In so far as Reliance is concerned, they need to be persuaded to continue their exploratory work in the country and continue their investment programme to obtain the much needed gas from R-cluster. As for the shortfall that has already occurred, the best solution would be for the government to fix the common approved price for the gas to be supplied, keeping a record of the "unsupplied" quantity in suspense. They need to have an independent, qualified consultant to carry out the investigation to find the actual situation - whether it was a geographical surprise or not. A penalty for non-supply has already been imposed on the company and what needs to be done is to find the truth of the matter. If there is no gas down in the wells, where would they get it from?
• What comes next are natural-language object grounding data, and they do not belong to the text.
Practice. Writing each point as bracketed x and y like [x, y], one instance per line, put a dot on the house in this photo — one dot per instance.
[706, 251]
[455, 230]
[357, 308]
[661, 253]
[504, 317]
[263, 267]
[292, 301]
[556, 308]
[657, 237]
In the meanwhile, Reliance plans to invest $2 billion in the US in its shale assets, betting big on extracting both natural gas and oil from sedimentary rock formations in Marcellus region where the company has agreements with Chevron and Carrizo Oil and Gas Inc. Its production from shale business is about 15 mmscm of gas per day which is higher than its production of 8 mmscm of gas from D6 block in the KG Basin!


Power Ministry should now direct its energy in arranging for gas to be supplied to the power generating units which are having huge idle capacities.


(AK Ramdas has worked with the Engineering Export Promotion Council of the ministry of commerce. He was also associated with various committees of the Council. His international career took him to places like Beirut, Kuwait and Dubai at a time when these were small trading outposts; and later to the US.)